Population data: SAFE strata and long-term survival (NAFLD with steatosis)
When applied to population-based participants with ultrasonographic steatosis and NAFLD definitions excluding alternative etiologies, SAFE partitioned the cohort into groups with markedly different long-term survival curves. Low-score strata showed survival patterns that were not materially worse than comparator groups without steatosis in adjusted models reported in the primary analysis, whereas higher SAFE strata tracked progressively worse survival. These observations support the idea that the score captures biologic risk beyond a binary steatosis label, although ecologic and residual confounding always remain possible in observational national survey data.
Practical workflow suggestions (not prescriptive)
A reasonable educational workflow is to confirm NAFLD context, ensure laboratory inputs are contemporaneous and not distorted by acute illness or recent hemolysis, compute globulin from paired total protein and albumin on the same sample when possible, and then place the SAFE result alongside blood pressure, glycemic control, weight management plans, and alcohol use review.
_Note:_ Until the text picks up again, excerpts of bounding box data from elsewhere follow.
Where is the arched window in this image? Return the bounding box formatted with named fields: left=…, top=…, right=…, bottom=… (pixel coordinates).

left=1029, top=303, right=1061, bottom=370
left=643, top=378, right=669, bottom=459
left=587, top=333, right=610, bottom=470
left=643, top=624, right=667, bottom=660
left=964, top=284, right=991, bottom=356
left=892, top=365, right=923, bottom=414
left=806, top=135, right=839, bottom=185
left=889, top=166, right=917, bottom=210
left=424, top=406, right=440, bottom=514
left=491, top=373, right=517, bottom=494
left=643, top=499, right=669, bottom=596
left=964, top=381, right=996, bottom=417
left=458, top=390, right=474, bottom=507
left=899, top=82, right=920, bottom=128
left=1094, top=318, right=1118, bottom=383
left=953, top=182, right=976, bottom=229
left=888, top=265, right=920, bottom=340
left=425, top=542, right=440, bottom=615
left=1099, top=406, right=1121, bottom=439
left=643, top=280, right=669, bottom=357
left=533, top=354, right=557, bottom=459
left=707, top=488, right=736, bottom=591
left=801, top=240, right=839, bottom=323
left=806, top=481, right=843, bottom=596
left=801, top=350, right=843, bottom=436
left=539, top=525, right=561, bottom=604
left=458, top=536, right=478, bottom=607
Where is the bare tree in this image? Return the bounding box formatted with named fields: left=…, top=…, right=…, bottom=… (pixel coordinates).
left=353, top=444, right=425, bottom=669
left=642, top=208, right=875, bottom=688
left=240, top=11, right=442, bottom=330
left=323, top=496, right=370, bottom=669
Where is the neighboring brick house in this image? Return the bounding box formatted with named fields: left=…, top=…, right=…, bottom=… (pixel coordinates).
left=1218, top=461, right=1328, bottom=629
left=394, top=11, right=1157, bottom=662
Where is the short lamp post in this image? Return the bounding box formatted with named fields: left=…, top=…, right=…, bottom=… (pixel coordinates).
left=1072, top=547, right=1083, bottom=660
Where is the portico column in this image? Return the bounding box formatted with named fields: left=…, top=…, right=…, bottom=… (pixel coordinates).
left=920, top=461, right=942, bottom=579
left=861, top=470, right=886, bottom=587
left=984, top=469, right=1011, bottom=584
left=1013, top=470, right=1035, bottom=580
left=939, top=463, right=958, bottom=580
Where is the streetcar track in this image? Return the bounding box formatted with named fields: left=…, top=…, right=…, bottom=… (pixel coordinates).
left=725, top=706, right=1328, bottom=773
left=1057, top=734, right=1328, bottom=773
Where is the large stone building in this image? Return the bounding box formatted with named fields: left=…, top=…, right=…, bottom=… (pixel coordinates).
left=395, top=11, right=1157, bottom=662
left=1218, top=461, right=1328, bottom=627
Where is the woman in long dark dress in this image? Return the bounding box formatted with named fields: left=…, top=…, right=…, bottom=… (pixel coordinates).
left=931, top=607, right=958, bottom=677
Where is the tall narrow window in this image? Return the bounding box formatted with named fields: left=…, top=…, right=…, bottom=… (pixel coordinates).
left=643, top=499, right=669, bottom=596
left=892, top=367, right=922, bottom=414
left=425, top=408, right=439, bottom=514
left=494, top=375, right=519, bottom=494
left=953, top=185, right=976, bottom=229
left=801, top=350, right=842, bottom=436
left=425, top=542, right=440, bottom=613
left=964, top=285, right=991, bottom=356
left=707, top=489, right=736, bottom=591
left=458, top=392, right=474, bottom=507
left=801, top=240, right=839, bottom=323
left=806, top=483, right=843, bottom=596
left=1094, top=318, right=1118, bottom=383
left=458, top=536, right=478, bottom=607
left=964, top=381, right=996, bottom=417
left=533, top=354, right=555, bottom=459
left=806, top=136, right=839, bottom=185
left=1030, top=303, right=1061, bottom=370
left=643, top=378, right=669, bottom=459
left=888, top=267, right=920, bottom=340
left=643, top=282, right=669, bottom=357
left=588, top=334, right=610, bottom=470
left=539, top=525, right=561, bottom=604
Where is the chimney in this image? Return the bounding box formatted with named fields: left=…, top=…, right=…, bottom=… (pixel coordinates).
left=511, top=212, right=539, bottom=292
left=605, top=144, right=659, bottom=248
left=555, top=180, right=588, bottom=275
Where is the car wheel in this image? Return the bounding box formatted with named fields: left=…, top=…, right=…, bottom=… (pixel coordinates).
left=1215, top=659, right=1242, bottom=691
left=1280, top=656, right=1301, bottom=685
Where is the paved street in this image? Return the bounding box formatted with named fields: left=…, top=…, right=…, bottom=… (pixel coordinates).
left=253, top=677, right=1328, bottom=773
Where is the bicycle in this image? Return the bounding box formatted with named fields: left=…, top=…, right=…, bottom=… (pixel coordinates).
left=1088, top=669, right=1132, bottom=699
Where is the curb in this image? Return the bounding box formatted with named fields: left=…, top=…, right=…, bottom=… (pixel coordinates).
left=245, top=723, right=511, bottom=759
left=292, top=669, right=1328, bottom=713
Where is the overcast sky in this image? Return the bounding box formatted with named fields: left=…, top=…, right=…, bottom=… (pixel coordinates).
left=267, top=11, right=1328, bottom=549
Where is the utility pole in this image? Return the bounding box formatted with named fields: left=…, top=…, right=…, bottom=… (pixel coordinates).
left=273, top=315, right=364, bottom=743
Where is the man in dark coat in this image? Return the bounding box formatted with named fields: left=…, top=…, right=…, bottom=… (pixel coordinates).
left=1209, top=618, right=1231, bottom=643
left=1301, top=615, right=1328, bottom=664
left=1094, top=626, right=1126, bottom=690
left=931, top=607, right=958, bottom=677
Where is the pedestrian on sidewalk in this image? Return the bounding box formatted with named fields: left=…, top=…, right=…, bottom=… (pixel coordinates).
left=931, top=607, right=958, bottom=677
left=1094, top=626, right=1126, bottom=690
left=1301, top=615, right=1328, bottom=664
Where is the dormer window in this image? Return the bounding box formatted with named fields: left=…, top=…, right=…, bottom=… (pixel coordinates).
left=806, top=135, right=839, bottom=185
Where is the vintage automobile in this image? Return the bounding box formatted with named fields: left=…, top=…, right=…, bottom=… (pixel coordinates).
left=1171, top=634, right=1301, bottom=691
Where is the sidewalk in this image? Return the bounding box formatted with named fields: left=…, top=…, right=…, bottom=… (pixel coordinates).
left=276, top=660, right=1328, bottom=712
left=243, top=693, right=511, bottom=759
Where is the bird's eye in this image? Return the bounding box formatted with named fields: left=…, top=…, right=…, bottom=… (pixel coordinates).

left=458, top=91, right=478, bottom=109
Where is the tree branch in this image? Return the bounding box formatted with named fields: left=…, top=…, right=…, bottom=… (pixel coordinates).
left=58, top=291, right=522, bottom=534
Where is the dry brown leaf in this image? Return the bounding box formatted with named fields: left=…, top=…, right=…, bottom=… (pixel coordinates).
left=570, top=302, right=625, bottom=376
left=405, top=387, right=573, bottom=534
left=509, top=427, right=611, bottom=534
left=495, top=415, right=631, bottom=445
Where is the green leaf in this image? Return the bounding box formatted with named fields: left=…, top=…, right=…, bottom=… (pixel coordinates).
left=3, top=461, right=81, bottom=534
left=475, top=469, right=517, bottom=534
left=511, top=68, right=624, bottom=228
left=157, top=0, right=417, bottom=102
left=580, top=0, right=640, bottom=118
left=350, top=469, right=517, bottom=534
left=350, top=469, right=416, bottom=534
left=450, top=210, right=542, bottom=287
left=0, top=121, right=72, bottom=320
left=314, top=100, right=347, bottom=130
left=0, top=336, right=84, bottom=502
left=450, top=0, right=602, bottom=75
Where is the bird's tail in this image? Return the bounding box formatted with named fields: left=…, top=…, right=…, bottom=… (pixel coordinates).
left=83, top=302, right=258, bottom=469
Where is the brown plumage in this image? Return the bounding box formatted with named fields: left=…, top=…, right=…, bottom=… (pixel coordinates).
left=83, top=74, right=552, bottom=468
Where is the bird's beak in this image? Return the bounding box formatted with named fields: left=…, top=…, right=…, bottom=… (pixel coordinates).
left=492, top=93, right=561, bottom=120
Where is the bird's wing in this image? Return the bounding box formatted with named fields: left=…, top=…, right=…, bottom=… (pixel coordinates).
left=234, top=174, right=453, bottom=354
Low scores may support continued primary care management with guideline-concordant interval reassessment; intermediate scores suggest individualized next steps; high scores should lower the threshold for specialist referral and advanced non-invasive fibrosis assessment where available.
Limitations and precautions
- Spectrum and prevalence: positive and negative predictive values change with underlying disease prevalence; thresholds validated in referral cohorts behave differently in unselected populations.
- Not a steatosis detector: SAFE assumes NAFLD is already diagnosed; it does not establish steatosis or replace imaging indications.
- Biology vs artifact: acute hepatitis, hemolysis, congestive splenomegaly, medications, pregnancy, and post-bariatric physiology can perturb AST, ALT, platelets, and protein fractions.
- Diabetes coding: the original variable reflected documented type 2 diabetes in source study coding; undiagnosed dysglycemia may be misclassified.
- Equity and generalizability: performance may vary by ancestry, body composition, comorbidity mix, and laboratory assay methods; local validation is ideal where feasible.
- Legal and ethical use: this content is educational; calculators must not be used as autonomous clinical decision systems without clinician oversight.